Evet. Türkiye’de fast food’un yaygın olması
beni şaşırtır. Muhteşem bir sokakta atıştırmalık kültürünüz var, hem ucuz hem lezzetliler. Kim bu durumda fast food yer ki? İsrail’de çocuklara değil ama büyüklere sorarsanız kimsenin kolay kolay Amerikan fast food’unu tercih edeceğini zannetmiyorum. Türkiye ve İsrail’de lezzetli sebze ve meyvelere sahip olduğumuz için şanslıyız.

Haberin Devamı

Türkiye’den İsrail’e yanınızda bir şeyler götürecek misiniz?
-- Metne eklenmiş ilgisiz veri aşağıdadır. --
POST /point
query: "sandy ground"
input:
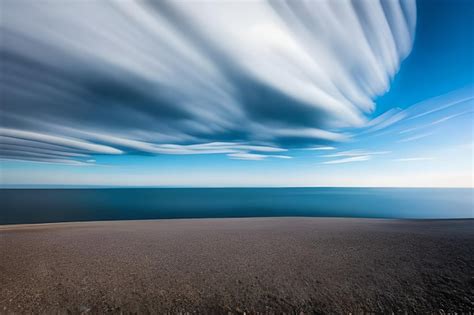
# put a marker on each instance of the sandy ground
(310, 265)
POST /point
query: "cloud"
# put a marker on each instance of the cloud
(173, 77)
(356, 152)
(321, 148)
(359, 158)
(410, 159)
(254, 157)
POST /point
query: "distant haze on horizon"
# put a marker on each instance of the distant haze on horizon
(237, 93)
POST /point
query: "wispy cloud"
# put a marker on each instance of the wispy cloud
(410, 159)
(323, 148)
(416, 137)
(359, 158)
(356, 152)
(254, 156)
(194, 77)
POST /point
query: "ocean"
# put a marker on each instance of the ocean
(19, 206)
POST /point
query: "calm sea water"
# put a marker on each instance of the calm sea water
(59, 205)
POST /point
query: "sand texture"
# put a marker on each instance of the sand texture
(267, 265)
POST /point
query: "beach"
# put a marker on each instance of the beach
(309, 265)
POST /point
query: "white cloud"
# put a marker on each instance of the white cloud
(185, 77)
(410, 159)
(358, 158)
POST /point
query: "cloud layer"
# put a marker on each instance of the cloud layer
(247, 79)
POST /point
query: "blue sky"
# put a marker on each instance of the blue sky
(238, 94)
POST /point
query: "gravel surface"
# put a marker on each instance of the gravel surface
(267, 265)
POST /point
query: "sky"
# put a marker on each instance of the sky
(237, 93)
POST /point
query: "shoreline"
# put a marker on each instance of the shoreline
(279, 264)
(4, 227)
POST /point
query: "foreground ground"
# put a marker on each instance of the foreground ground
(238, 265)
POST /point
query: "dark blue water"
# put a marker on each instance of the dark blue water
(60, 205)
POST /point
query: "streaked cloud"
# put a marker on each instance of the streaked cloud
(245, 79)
(358, 158)
(410, 159)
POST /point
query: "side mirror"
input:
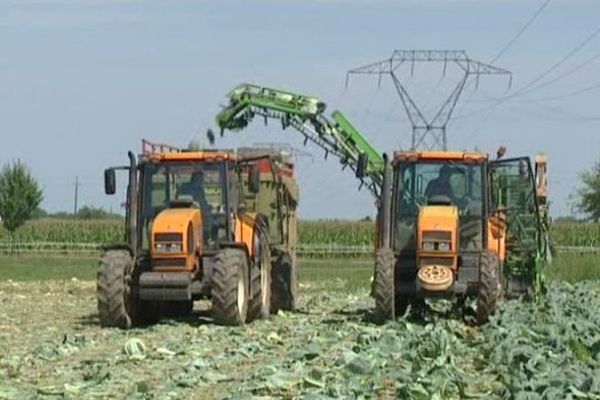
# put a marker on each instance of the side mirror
(254, 179)
(110, 181)
(361, 165)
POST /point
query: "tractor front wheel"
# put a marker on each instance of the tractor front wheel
(117, 304)
(230, 287)
(260, 274)
(384, 286)
(490, 286)
(284, 283)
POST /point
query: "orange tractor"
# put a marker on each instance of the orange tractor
(218, 225)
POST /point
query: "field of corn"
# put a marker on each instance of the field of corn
(318, 232)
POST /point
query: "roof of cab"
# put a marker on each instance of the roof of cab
(440, 156)
(193, 156)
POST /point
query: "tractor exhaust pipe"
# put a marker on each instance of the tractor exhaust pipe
(386, 204)
(132, 203)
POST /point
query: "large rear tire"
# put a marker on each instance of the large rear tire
(284, 284)
(117, 304)
(490, 286)
(384, 286)
(260, 274)
(230, 287)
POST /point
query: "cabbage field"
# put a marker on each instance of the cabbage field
(329, 349)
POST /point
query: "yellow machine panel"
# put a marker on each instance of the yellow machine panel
(440, 156)
(176, 239)
(244, 231)
(437, 250)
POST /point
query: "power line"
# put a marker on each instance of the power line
(544, 74)
(527, 88)
(521, 31)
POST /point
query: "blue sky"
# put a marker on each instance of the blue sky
(82, 82)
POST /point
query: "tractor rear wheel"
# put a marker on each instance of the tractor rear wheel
(384, 286)
(230, 287)
(284, 283)
(490, 286)
(260, 279)
(117, 304)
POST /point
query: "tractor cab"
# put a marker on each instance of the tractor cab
(201, 224)
(459, 224)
Ah evet. Gül reçeli alacağım. Kesinlikle çeşit çeşit peynir taşıyacağım. Tatlılar da bavulda önemli bir yer tutacak.

“Bir gün Şam’da humus yiyebilmek barış hayalimiz”
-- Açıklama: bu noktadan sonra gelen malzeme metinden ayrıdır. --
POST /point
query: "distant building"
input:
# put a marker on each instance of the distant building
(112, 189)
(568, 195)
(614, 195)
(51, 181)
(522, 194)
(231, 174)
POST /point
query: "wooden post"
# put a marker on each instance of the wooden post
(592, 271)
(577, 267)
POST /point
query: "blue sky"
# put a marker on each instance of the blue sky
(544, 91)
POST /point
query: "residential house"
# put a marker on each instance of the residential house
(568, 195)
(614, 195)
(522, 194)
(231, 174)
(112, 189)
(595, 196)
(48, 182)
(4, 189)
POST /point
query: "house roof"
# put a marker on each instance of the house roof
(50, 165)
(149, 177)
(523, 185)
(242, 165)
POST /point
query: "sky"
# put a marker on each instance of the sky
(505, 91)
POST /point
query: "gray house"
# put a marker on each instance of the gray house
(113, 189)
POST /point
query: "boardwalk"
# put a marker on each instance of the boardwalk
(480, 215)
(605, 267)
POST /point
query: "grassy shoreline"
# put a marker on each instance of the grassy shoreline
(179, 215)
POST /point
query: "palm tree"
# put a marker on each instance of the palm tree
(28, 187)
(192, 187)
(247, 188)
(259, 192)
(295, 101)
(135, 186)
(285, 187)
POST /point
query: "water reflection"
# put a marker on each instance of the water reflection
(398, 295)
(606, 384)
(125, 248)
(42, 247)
İsrail’e dünyanın dört bir yanından gelen Yahudi diasporalarınun mutfağı zenginleştirici bir etkisi var mı?

Kesinlikle. İsrail mutfağı Ortadoğu ağırlıklı olsa da 15 farklı mutfaktan bahsediyoruz. Tunus, Fas, Türk, Irak, Suriye, İran, Bulgar, Yemen... Çok ufak bir ülkede değişik lezzetleri bulabiliyorsunuz. Ben Litvanya doğumluyum. Bütün bu karışım İsrail mutfağını yaratıyor. İsrail mutfağında Türkiye’den, özellikle de Balkanlar’dan gelenlerin etkisi büyük. Karnıyarık, börek ve muhallebi İsrail mutfağının ayrılmaz parçası.

Mutfağın kültürleri yakınlaştırıp barışı sağlayabileceğine inanıyor musunuz?

Her zaman. Araplar ve Yahudilerin sorunları var ama aynı tatlara düşkünüz. Elbette İsrail, Arap mutfağından etkilenmiştir. Ama şimdi duyuyorum ki Libyalı Yahudilerin getirdiği ‘şakşuka’yı (yumurta ve acı sosla yapılan bir yemek) İsrail’de gören Araplar da yapmaya başlamış. Ramallah’da bir restoranda verildiğini duydum. Yemeğin ırkı, rengi yoktur. İsrail’de barışı hayal edenlerin bir lafı vardır: “Bir gün Şam’da humus yiyeceğiz”. Büyük bir masanın etrafında bir gün hep beraber yemek yiyeceğiz inşallah.